The planetarium as a synthetic training device, one of the most enjoyable and effective ever devised, quickly became an excellent way for millions of people to learn things they believed were beyond their learning abilities, for older generations to share their knowledge with younger ones and for experts to come into contact with the layman. That is because the planetarium has an amazing capacity that enables both scientists and those with just a basic education to enjoy exactly the same show and share the sensation of the overall general development in events and the relation between cause and effect.
The late Eugene Eugenides did not define the directions that the Foundation should follow. He left that to the discretion of the Foundation directors. As such, his late sister, Marianthi Simou, the first governor and the soul of the foundation, decided to add a planetarium to the Foundation building complex, following the recommendations of her advisers, Stavros Plakidis, professor and chairman of the Department of Astronomy at the University of Athens, and Dimitris Kasapis, lecturer at the National Technical University of Athens.

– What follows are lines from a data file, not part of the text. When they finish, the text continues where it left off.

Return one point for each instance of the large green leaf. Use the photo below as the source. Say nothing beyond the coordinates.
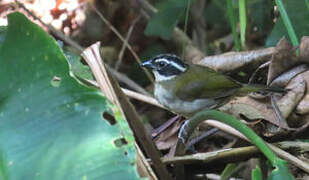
(163, 23)
(52, 129)
(299, 14)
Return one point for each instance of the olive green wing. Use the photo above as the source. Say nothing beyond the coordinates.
(201, 82)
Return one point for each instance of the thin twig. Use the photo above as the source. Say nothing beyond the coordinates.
(111, 88)
(284, 155)
(121, 77)
(132, 94)
(123, 48)
(123, 40)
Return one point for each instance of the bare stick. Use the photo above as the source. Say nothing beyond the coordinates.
(123, 48)
(112, 90)
(121, 77)
(123, 40)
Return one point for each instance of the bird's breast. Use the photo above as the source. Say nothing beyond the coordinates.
(167, 98)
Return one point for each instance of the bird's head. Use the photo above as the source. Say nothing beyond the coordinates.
(165, 66)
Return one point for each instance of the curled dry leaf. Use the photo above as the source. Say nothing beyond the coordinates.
(234, 60)
(303, 106)
(286, 104)
(283, 59)
(291, 99)
(169, 137)
(284, 79)
(304, 49)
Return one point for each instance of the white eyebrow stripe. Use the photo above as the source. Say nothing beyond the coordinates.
(163, 60)
(181, 68)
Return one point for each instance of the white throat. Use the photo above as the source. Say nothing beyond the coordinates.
(160, 77)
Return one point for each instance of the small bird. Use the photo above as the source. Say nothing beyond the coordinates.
(187, 88)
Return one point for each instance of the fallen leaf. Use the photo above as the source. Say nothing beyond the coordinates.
(283, 59)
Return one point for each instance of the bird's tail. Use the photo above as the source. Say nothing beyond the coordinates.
(248, 88)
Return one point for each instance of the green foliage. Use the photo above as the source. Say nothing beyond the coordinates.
(280, 172)
(242, 21)
(257, 174)
(228, 171)
(50, 131)
(163, 23)
(232, 18)
(77, 67)
(287, 22)
(298, 14)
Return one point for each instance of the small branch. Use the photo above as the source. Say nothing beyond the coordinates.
(112, 90)
(132, 94)
(123, 48)
(231, 155)
(121, 77)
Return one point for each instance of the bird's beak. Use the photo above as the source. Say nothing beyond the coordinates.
(148, 64)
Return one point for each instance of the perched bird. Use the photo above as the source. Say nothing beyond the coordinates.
(187, 88)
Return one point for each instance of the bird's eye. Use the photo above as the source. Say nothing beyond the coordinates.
(161, 64)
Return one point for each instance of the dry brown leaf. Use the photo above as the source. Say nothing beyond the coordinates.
(304, 49)
(169, 137)
(303, 106)
(286, 104)
(283, 59)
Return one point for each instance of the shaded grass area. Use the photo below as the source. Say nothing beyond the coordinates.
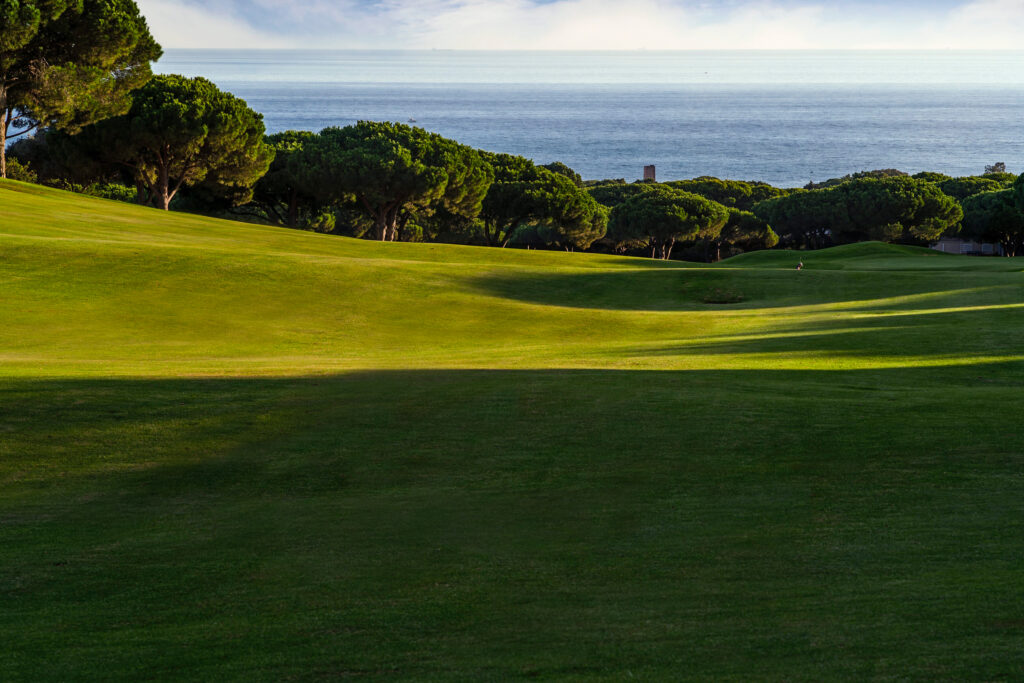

The amount spent to this end was colossal for that time, and the extremely costly main planetarium projector was a donation by Nikolaos Vernikos-Eugenides. That very first projector, a Mark IV made by the Carl Zeiss Company, was 6 metres high, weighed 2.5 tonnes and consisted of 29,000 parts. Its two round ends, as well as its midsection, were covered by 150 projection systems that enabled it to project onto the hemispherical dome, among other things, 8,900 stars with a magnitude of up to 6.5, the movement of the Sun, the Moon and the five brightest planets, the image of the visible sky, as it appears from every point on Earth, and the seasonal changes.
Today, this marvellous instrument adorns the lobby on the first floor, placed as an exhibit in the exact same spot that it occupied throughout its operation from 1966 to 1999. Thus, the new Eugenides Foundation building on Syngrou Avenue was opened on 7 June 1966 and the first planetarium in Greece and only one in Southeastern Europe began operating.
The New Digital Planetarium has provided for access to disabled persons, including specially designed outdoor and indoor entrances with ramps, lifts to all floors, accessible WCs, specially designed seats in the projection auditorium and parking spaces for the exclusive use of disabled persons.